Western Cape Health MEC Nomafrench Mbombo denies there are White and Black sections for patients at Cape Town’s massive Tygerberg Hospital.

“We do not have a white side and a black side in Tygerberg or any of our hospitals,” said Mbombo.

She had already demanded an apology from Finance Minister Tito Mboweni after he suggested this during remarks on infrastructure projects in this Medium Term Budget Policy Statement on Wednesday.

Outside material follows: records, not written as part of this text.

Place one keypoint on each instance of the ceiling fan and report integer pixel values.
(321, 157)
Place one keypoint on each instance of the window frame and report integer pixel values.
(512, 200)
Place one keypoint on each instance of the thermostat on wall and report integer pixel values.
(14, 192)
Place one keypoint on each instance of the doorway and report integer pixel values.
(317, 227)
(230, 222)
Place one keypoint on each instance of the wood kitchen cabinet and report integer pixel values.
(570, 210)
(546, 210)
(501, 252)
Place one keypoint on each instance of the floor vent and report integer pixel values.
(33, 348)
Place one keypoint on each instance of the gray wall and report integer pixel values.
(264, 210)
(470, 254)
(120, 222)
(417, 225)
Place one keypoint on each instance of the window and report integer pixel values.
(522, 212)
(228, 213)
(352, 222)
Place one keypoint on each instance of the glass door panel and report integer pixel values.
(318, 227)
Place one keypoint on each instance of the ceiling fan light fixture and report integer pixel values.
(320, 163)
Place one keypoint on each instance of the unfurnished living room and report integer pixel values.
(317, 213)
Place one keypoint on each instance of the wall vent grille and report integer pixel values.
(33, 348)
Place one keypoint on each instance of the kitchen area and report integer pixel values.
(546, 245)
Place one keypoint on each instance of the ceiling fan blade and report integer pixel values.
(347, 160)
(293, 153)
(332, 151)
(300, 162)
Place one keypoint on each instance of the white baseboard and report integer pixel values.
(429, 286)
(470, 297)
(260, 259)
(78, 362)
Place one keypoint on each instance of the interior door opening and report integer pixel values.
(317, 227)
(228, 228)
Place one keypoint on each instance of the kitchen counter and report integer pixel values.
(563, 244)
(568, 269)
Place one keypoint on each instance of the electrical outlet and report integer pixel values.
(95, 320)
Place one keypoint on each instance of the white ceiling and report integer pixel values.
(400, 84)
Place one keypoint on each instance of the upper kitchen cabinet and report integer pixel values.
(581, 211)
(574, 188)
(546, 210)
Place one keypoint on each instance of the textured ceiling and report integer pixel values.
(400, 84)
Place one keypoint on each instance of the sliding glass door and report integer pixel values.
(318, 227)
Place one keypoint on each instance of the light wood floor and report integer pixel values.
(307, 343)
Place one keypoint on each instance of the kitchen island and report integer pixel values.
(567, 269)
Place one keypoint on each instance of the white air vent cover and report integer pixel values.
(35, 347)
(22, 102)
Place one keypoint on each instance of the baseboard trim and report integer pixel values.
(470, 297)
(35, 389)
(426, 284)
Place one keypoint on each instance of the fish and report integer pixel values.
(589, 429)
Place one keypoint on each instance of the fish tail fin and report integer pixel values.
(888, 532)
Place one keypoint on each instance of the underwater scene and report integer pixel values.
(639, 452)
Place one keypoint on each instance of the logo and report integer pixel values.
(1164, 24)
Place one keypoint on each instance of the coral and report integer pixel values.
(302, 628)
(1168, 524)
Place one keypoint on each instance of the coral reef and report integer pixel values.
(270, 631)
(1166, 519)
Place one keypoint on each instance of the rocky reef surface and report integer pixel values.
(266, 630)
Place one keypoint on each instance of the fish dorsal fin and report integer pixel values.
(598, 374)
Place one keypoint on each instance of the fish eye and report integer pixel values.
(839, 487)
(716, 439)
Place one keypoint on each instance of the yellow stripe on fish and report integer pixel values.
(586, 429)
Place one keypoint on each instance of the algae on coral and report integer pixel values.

Mboweni also took a dig at the DA – the majority party in the Western Cape legislature and the official opposition in the National Assembly.

After announcing funding for extensions to the Chief Albert Luthuli Hospital in KwaZulu-Natal, and to the Tygerberg and Klipheuwel hospitals in the Western Cape, he deviated from his prepared speech at the 12 minute mark.

“By the way, this Tygerberg thing,” he said. “This Tygerberg Hospital thing – it still has a black and white section.”

From the benches came a “what?” which was clearly audible.

But Mboweni continued: “There’s a section where blacks used to go, a section where whites used to go.

“So structurally, structurally, it’s still there. So that thing has to be removed… be removed. And a completely new… hospital constructed there.

“It’s unbelievable,” he said.

Somebody from the benches then shouted “DA” and he responded: “I thought that was a DA government there.”

MP Natasha Mazzone issued a video in which she stated that she would report him to Parliament’s Ethics Committee for “misleading” the House.

Mbombo demanded an apology, saying this was an affront to the around 4 600 staff, excluding student doctors, who worked there.

On Thursday, during a briefing on Covid-19 in the Western Cape, Mbombo said most of the buildings built during apartheid were meant to accommodate a “white side” and a “black side”.

However, patients were not “racialised” as suggested.

Mbombo said that the around 10 000 people a day seen at the hospital, were a “microcosm” of the communities they came from.

She said any claims of racism at the hospital cannot be dismissed, whether it be between patients, or patients and staff. She asked that these be reported.

“I’m not dismissing that there couldn’t be any of such anywhere, because we are part of South Africa.

“But I dismiss [that we] could have it at that level. We don’t have a black and a white side.”